Sam Roberts is a committed songwriter, someone who understands that timelessness isn't something you strive for, it's something you achieve through forward thinking, championing human beings, and using art to do good. Roberts latest release, Love at the End of the World, is perhaps more memorable lyrically than musically, with songs that transcend the moment they were recorded in and in doing so, achieve a sort of timeless quality. And you get the feeling that Roberts is grappling with his exterior and interior worlds at the same time.
The tracks on LATEOTW feel like the product of an old soul with a decidedly modern production style. On tracks like "Sundance," "Detroit '67," and "Words and Fire," there is an urge, a longing to have been part of times when the struggles of the people became songs that meant something. Like Bob Dylan and John Lennon before him, Sam Roberts is a man who puts the politics of the soul and of the human condition into his music.
But LATEOTW also feels like the diary of a man alone. Try as he might to convince other people of love's healing power, he himself is more adrift. Gone are the third person declarations of hope and hippy sentimentality of his previous two records, this is Roberts alone and speaking straight from the heart. Dylan paraphrases like "Before I was your man/Now look at me I'm just young and old" on "Oh, Maria" lead to the general conclusion throughout LATEOTW that things could be better, but the answers to life's questions are maddeningly out of reach. "Life is for the taking" sings Roberts at barely a whisper, as if those words belong to long gone idealism of love and living that no one now seems willing to accept, the real world being too much in the way. You can see it with his denunciation of materialism on the record's title track and on "Stripmall Religion." Sad and hopeful all at once are most of the songs on LATEOTW, summed up in this phrase from "Them Kids": "The golden years are under attack/We're taking them back."

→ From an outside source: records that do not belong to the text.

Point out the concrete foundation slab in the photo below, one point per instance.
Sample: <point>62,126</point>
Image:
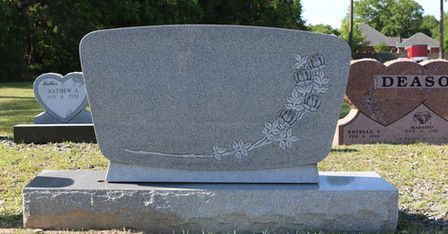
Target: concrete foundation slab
<point>44,133</point>
<point>342,201</point>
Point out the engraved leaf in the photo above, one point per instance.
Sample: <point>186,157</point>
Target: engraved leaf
<point>293,139</point>
<point>235,145</point>
<point>282,145</point>
<point>298,57</point>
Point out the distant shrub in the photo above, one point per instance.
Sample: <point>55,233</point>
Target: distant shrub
<point>42,36</point>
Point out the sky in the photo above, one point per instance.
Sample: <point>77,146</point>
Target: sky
<point>333,11</point>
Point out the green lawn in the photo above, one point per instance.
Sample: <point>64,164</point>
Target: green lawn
<point>419,171</point>
<point>17,106</point>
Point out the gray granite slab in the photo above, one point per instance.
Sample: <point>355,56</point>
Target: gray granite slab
<point>214,98</point>
<point>342,201</point>
<point>63,98</point>
<point>44,133</point>
<point>82,117</point>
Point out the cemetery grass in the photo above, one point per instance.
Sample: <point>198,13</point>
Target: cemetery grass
<point>17,106</point>
<point>419,171</point>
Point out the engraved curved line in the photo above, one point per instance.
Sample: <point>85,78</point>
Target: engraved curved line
<point>142,152</point>
<point>309,82</point>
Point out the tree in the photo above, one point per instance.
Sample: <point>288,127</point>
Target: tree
<point>43,36</point>
<point>358,42</point>
<point>382,48</point>
<point>274,13</point>
<point>323,28</point>
<point>391,17</point>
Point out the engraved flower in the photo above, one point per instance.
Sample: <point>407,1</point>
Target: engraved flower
<point>287,139</point>
<point>289,117</point>
<point>303,90</point>
<point>299,61</point>
<point>271,130</point>
<point>316,61</point>
<point>311,103</point>
<point>218,151</point>
<point>294,101</point>
<point>241,148</point>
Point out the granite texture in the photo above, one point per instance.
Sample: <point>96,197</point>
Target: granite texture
<point>82,117</point>
<point>387,105</point>
<point>419,125</point>
<point>44,133</point>
<point>63,98</point>
<point>119,172</point>
<point>214,97</point>
<point>341,202</point>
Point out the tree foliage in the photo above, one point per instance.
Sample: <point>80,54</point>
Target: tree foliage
<point>390,17</point>
<point>358,42</point>
<point>430,26</point>
<point>324,28</point>
<point>39,36</point>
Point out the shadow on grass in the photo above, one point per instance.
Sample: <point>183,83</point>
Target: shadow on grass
<point>407,223</point>
<point>344,150</point>
<point>18,97</point>
<point>6,138</point>
<point>420,223</point>
<point>17,85</point>
<point>11,221</point>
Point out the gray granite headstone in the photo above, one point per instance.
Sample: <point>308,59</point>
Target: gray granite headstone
<point>214,103</point>
<point>63,98</point>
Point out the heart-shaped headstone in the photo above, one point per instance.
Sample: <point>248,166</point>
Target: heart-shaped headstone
<point>437,99</point>
<point>63,97</point>
<point>384,105</point>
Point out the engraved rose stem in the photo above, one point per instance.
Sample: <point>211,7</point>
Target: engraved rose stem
<point>309,83</point>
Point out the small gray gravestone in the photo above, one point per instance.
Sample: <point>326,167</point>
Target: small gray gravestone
<point>252,108</point>
<point>63,98</point>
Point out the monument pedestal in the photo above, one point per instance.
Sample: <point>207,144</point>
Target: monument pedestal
<point>342,201</point>
<point>44,133</point>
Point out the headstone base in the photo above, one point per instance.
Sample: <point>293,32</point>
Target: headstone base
<point>44,133</point>
<point>342,201</point>
<point>419,125</point>
<point>120,172</point>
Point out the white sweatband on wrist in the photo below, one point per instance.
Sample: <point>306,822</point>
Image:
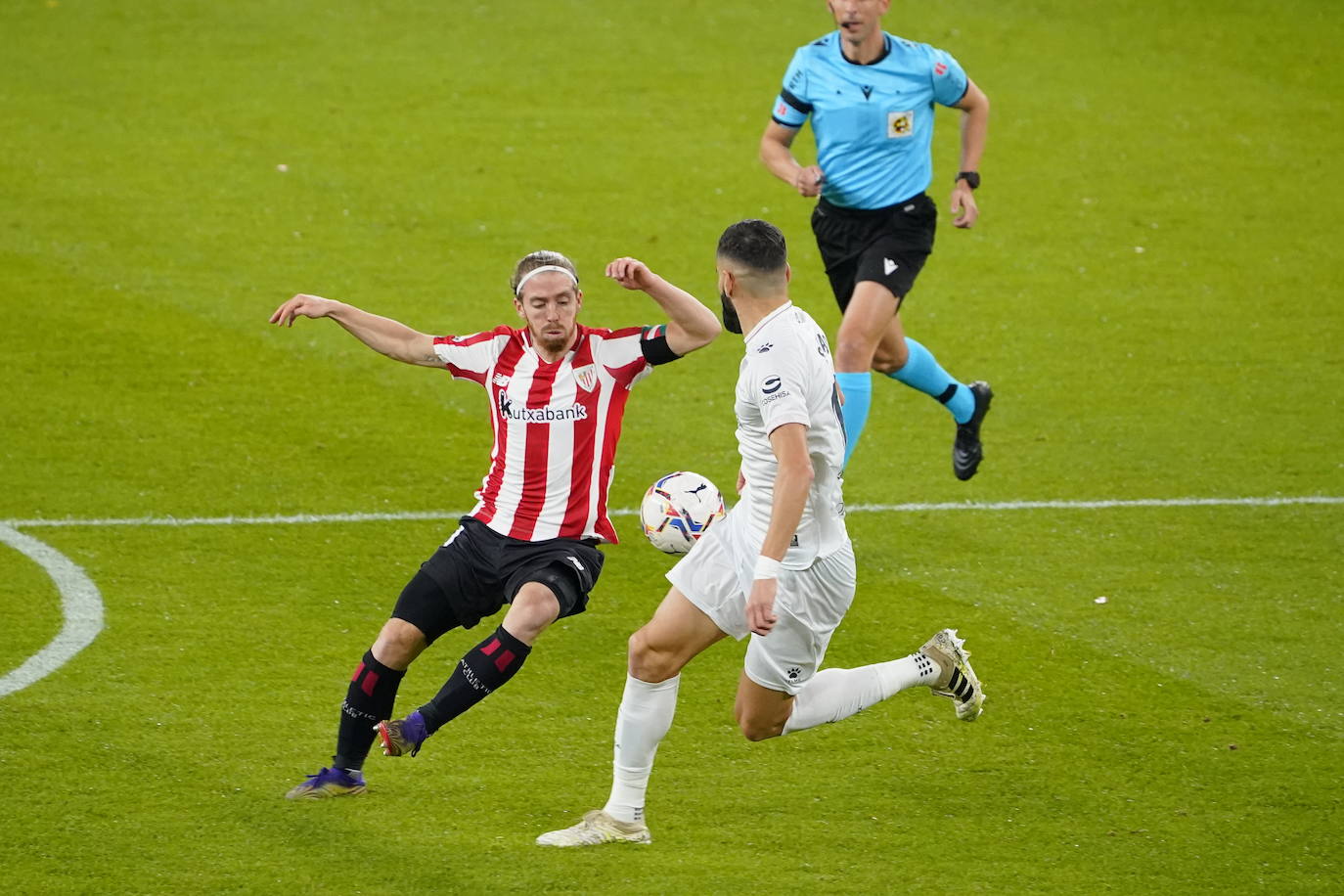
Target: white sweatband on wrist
<point>542,270</point>
<point>766,568</point>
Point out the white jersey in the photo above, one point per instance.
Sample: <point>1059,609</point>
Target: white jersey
<point>786,377</point>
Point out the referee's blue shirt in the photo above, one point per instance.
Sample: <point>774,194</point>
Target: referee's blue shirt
<point>874,122</point>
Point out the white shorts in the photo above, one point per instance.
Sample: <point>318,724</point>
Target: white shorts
<point>809,604</point>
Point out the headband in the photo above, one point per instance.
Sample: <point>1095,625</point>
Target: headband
<point>542,270</point>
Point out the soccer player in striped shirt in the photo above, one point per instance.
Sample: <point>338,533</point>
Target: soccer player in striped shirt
<point>870,97</point>
<point>557,394</point>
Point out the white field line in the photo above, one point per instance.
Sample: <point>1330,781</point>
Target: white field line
<point>81,605</point>
<point>852,508</point>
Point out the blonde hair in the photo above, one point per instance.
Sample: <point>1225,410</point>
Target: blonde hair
<point>541,258</point>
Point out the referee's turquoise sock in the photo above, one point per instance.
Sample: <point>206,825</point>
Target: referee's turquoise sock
<point>858,396</point>
<point>923,373</point>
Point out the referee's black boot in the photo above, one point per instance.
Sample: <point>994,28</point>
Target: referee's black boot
<point>966,450</point>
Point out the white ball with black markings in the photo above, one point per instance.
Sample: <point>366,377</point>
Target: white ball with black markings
<point>678,510</point>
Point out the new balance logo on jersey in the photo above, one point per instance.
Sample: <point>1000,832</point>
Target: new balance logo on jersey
<point>511,411</point>
<point>586,377</point>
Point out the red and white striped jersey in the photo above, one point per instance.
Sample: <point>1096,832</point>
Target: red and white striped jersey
<point>556,426</point>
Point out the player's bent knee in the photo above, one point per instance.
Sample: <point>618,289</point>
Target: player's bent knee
<point>754,729</point>
<point>888,364</point>
<point>534,608</point>
<point>650,664</point>
<point>398,644</point>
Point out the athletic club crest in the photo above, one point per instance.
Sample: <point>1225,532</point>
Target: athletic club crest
<point>586,377</point>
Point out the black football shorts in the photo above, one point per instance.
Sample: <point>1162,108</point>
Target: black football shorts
<point>887,246</point>
<point>477,571</point>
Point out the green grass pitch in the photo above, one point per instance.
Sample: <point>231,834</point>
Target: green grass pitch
<point>1153,291</point>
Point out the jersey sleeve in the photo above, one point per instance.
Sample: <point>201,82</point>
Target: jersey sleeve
<point>791,107</point>
<point>470,357</point>
<point>777,387</point>
<point>949,78</point>
<point>653,345</point>
<point>621,352</point>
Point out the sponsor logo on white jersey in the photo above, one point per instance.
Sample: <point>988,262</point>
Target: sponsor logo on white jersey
<point>510,410</point>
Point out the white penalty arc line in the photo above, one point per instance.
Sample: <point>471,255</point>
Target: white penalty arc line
<point>81,605</point>
<point>854,508</point>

If I could level one criticism at this record, it would be that Roberts needs to let his band turn up to 11. His isn't a band with a history of being particularly loud, but 2006's Chemical City feels like Led Zeppelin II in comparison to this one. Thanks to the efforts of the Roberts' band, LATEOTW comes close to really rocking. On what is arguably the hardest song of the album, "Them Kids," Roberts becomes a prophet of rock's power to change: "We were apostles/They were the high priests/We lived the hustle/The keepers of the back beat." If that isn't rock's rallying cry, I don't know what is. He just needs to turn the guitars up a little louder, let his message reach more ears.
Granted, Roberts has his reasons for the subdued production. LATEOTW's message is more introverted and personal than raucous, almost as if to say "If you have something worth saying, you shouldn't need to dress it in distortion." But just the same, I would have liked a solo or two. By comparison, LATEOTW's quieter moments do work. Roberts' duet with Angela Desveaux is the sweetest moment on the album.
Overall, LATEOTW is practically ego-less, which helps its message work on the soul of every listener. The muted-rock feel slows down the album's second half, but it's worth sticking it out because it means hearing some of the record's most memorable lines ("I was too afraid to read the newspaper/Working in the basement of a skyscraper," from "The Pilgrim," as well as the album's apex, "Detroit '67" springs to mind.) If the rest of songs in Robert's catalog sound like a tribute to the music of the 60s and 70s, "Detroit" sounds like it fell out of a time capsule. With a driving dance piano, beat, and chord progression, it rings like the harbinger of positive change that kids must have felt in their garages in 1967, when real rock arrived to pick them up and give them some hope. "I'm just looking for some sounds/To ease the vice that squeezes us every day," sings Roberts. LATEOTW truly has a way with words and Roberts' music will change some lives for the better....the way music used to.